Benliğimizdeki bu açık kapıdan, sadece paramızı, malımızı dolandıranlar girmiyor. Çevremizde sırtımızdan geçinmek isteyenlerden tutun da ürünlerini satmak isteyen firmalara kadar herkesin kolay lokması olabiliyoruz. Çünkü dertlerle boğuşmak yerine tıpkı bir çocuk gibi başkalarına sığınmaya çalışıyoruz ve gözümüz hep dışarıda, başkalarında. İşimizi kolaylaştıracağını düşündüğümüz her şey ve herkes cazip geldiği an yakayı kaptırıyoruz. Kanımızı emmeye ant içenler, bize bir lütufta bulunuyormuş izlenimi vererek yaklaşıyorlar. Sihirli sözcükler: “Ben senin iyiliğini düşünüyorum.” Bizden çok kim bizim iyiliğimizi düşünebilir ki? Yeri geldiğinde babamızın oğlunun yapmayacağı iyilikleri yapacaklarını hissettirmeye çalışıyorlar. Oysa bir söz vardır “Bedava peynir, fare kapanında bulunur.” Kimse kimseye durup dururken lütufta bulunmaz. Belki yem olarak küçücük iyiliklerde bulunuyorlar. Ama karşılığında bizden neler alıyorlar bir bakmak lazım derim.
Dertlerle boğuşurken, bir seçim yaparken, önemli bir karar verirken önce kendi aklımıza ve sezgilerimize güvenmek zorundayız. İnsanların art niyetlerini bir kenara bırakalım, en azından olayın içinde olan ve bütün detaylara hâkim olan biziz. Ve bizim canım Nasrettin Hoca’nın hikayelerinden almadır: “El elin eşeğini türkü çağıra çağıra arar.” Özetle durum bundan ibarettir aslında. Ve bir kısır döngüdür her zaman başkalarının yardımına ihtiyaç duymak. İhtiyaç duyarsınız, cesaretiniz kaybolur; cesaretiniz kayboldukça daha da çok ihtiyaç duyarsınız. Gerçekte ise mekanizma tam tersine çalışır: Bir zorluğun içinden kendi irademizle ve gücümüzle çıktığımızda bir sonraki adımımızda daha fazla özgüvene sahip olur, kimselere ihtiyaç duymayız.

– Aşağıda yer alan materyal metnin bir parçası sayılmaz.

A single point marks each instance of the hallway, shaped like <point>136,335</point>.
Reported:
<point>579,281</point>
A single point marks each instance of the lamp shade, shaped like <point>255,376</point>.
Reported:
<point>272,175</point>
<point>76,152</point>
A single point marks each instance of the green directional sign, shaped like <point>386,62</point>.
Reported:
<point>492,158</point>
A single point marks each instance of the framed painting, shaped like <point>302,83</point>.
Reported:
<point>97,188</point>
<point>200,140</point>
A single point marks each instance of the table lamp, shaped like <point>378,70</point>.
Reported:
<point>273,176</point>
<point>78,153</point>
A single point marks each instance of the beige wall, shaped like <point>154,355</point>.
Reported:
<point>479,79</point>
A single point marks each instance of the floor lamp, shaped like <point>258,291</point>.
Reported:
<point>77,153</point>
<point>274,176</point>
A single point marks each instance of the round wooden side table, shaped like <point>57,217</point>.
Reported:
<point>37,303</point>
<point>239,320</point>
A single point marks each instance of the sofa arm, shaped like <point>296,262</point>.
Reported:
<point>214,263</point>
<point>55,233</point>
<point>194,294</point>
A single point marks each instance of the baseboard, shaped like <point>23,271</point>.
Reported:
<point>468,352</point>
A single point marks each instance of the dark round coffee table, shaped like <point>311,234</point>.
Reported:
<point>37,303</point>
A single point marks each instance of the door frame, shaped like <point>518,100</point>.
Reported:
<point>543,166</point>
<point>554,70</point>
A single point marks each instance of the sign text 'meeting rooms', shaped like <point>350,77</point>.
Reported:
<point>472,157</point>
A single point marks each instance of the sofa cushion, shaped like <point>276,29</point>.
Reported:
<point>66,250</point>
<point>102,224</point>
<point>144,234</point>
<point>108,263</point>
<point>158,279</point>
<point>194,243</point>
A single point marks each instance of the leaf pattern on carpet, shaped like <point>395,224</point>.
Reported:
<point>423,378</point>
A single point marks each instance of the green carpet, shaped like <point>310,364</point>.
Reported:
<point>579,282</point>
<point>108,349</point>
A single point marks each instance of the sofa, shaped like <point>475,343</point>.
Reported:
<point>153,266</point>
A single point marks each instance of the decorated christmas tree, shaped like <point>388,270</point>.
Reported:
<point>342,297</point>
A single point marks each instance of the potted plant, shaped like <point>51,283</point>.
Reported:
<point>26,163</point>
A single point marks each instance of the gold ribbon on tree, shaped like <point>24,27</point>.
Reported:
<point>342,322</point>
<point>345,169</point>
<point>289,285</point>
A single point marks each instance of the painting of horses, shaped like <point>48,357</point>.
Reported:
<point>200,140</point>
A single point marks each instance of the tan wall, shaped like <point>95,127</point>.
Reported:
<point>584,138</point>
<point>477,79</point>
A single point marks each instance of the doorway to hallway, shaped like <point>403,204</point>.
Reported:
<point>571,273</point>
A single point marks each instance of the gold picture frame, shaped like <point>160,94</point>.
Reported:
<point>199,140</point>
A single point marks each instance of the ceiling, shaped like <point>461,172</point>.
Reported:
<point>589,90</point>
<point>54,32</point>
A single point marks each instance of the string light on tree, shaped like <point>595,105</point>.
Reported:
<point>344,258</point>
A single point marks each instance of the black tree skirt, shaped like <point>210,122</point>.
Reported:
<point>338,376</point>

Bunu yapabilmek için de bir yerden başlamak zorundayız. Çocukluğumuzu hatırlayalım, nasıl da “Ben, ben yapıcam.” diye diretiyorduk. Kendi başımıza iş başarma sevincini yaşamak için ne kadar istekliydik. Hepimizde kök olarak var aslında. Sorunlarımızı bir başımıza çözebilme isteğini ve yeterliliğini daha küçücük bir çocukken gösterdiğimiz kadar gösterebilmeliyiz. Yoksa bizi kendi ideallerinin ve hedeflerinin yapı taşı olarak kullanacak insanların nesnesi haline geliriz. Tüm dünya işleri böyle işler, “yaslananlar” ve “yaslanılanlar”. Onurlu insanlar olarak başkalarının sırtından geçinmeyeceğimiz malum; ama insan varlığına ve desteğine ihtiyaç duyuyoruz diye neden sırtımızdan geçinmelerine izin verelim?
Sevgiler, saygılar…
Bizim sesimiz oldun hanımefendi teşekkürler yüreğine sağlık ????
Filiz hanım kızım harika yazılarınla bizi tekrar buluşturduğun için teşekkürler.????
Ellerine sağlık kızım güzel yazı yazmışsın tebrikler, iyi çalışmalar diliyorum.
Harikasınız ellerinize sağlık çok güzel bir çalışma olmuş kaleminize yüreğinize sağlık ????